韓国統一省は3月25日、北朝鮮の最高主権機関で立法権を持つ最高人民会議について、地位と役割が強化されたとの分析を示した。今後、朝鮮労働党の方針を法制度に反映する立法活動が一層活発化するとの見通しだ。
統一省が公表した第15期第1回最高人民会議に関する資料によると、今回の人事では最高人民会議の議長団と常任委員会の体制が一本化された。常任委員長に就いたチョ・ヨンウォン(趙甬元)氏が議長も兼務する形となった。
議長団は会期中の運営を担う臨時組織であるのに対し、常任委員会は閉会中も立法や国家機能を担う常設機関である。常任委員長に権限を集中させることで、意思決定の効率化を図る狙いがあるとみられる。
また、分野別委員会の体制も見直された。各委員長の地位が党部長から書記へ引き上げられ、副委員長ポストも新設された。分野ごとの立法機能を細分化し、運営効率を高める意図がうかがえる。

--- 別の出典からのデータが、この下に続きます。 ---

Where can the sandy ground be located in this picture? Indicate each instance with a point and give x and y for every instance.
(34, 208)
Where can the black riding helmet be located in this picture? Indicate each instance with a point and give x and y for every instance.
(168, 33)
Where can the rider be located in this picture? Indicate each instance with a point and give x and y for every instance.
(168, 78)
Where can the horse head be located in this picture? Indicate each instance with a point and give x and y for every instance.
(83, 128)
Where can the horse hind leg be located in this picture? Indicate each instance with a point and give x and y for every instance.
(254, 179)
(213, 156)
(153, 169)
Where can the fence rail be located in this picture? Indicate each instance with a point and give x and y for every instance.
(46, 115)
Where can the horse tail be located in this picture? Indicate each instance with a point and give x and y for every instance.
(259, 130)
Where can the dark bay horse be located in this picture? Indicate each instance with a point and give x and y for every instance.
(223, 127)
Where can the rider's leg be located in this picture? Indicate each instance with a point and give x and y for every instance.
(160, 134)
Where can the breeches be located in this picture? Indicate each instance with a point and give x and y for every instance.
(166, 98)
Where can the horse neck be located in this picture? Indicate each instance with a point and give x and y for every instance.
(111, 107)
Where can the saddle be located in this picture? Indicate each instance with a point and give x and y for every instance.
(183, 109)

外交分野ではキム・ソンナム(金成男)氏が委員長を務め、副委員長にはキム・ドクフン(金徳訓)前首相が就いた。対外経済分野を主導する役割を担う可能性がある。
さらに、最高検察所長のキム・チョルウォン(金哲元)氏が国務委員に新たに加わり、法規や規律の統制強化が進むとみられる。
一方、国家保衛相のイ・チャンデ(李昌大)氏の肩書が「国家情報局長」と表記された点も注目される。情報機能の強化とともに、対外的により専門的で通常国家に近いイメージを打ち出す狙いがあるとの見方が出ている。

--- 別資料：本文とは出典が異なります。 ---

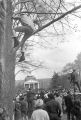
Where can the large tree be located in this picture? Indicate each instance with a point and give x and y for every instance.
(43, 14)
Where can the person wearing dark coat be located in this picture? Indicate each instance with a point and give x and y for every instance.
(69, 105)
(53, 108)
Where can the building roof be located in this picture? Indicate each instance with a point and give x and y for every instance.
(30, 81)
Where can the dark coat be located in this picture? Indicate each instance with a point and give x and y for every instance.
(53, 109)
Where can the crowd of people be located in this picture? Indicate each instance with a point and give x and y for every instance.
(47, 105)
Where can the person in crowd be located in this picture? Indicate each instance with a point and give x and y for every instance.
(23, 108)
(75, 79)
(53, 108)
(69, 104)
(30, 98)
(17, 110)
(39, 113)
(59, 99)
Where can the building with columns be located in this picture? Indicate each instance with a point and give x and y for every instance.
(31, 83)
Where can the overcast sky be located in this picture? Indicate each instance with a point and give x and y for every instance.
(60, 53)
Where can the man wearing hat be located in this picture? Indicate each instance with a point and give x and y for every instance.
(39, 113)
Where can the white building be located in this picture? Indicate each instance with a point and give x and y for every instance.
(31, 82)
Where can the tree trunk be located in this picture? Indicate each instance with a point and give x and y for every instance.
(7, 67)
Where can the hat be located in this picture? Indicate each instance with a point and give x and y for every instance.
(39, 103)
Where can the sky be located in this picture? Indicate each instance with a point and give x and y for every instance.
(55, 59)
(60, 53)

また、社会安全省を内閣傘下に再編し、警察制度の整備を進める動きも確認された。
最高人民会議は労働党の決定を国家制度として承認する役割を担う。今回の機構改編と人事は、党大会で示された「合理的な部門法の制定・改正」や「最高主権機関の機能強化」を具体化する措置と位置付けられる。
内閣人事では、基幹産業や地方発展、民生分野を担当する副首相ポストに実務型の人材が配置された。これは経済管理体制を細分化し、生産と生活分野の政策執行力を高める意図とみられる。特に基幹産業や軽工業、地方振興は近年の重点分野であり、責任者の格上げによって成果の最大化を目指す動きと分析されている。